Imputer¶
In this notebook, we’re tackling the Imputer module—your best take for sorting out missing geospatial data. Let’s see it in action with some sample data!
Data source used:
- PLUTO data from NYC Open Data. https://www.nyc.gov/content/planning/pages/resources/datasets/mappluto-pluto-change
import urban_mapper as um
# Fire up UrbanMapper
mapper = um.UrbanMapper()
Loading Sample Data¶
First, let’s grab some sample CSV data. It might have a few gaps in the coordinates, but we’ll sort that out in a jiffy!
Note that:
- Loader example can be seen in
examples/Basics/loader.ipynb
especially to load your data.
# Load data
# Note: For the documentation interactive mode, we only query 20000 records from the dataset. Feel free to remove for a more realistic analysis.
data = (
mapper
.loader
.from_huggingface("oscur/pluto", number_of_rows=20000, streaming=True)

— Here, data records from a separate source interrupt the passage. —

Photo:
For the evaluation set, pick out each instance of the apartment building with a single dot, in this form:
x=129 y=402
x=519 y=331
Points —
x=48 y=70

.with_columns("longitude", "latitude")
# .with_columns(geometry_column=<geometry_column_name>") # Replace <geometry_column_name> with the actual name of your geometry column instead of latitude and longitude columns.
.load()
# From the loader module, from the following file within the OSCUR HuggingFace datasets hub and with the `longitude` and `latitude` or only with `geometry`
)
Applying the Imputer¶
Now, let’s bring in the SimpleGeoImputer
to patch up any missing longitude or latitude values. We’ll tell it which columns to focus on.
SimpleGeoImputer
naively imputes missing values if either the longitude or latitude is missing.
However, more are available. See further in the documentation.
# Create an urban layer (needed for the imputer)
# See further in the urban_layer example at examples/Basics/urban_layer.ipynb
layer = (
mapper.urban_layer.with_type("streets_intersections") # From the urban layer module and with the type streets_intersections
.from_place("Downtown Brooklyn, New York City, USA") # From place
.build()
)
print(f"[Before Impute] Number of missing values in the longitude column: {data['longitude'].isnull().sum()}")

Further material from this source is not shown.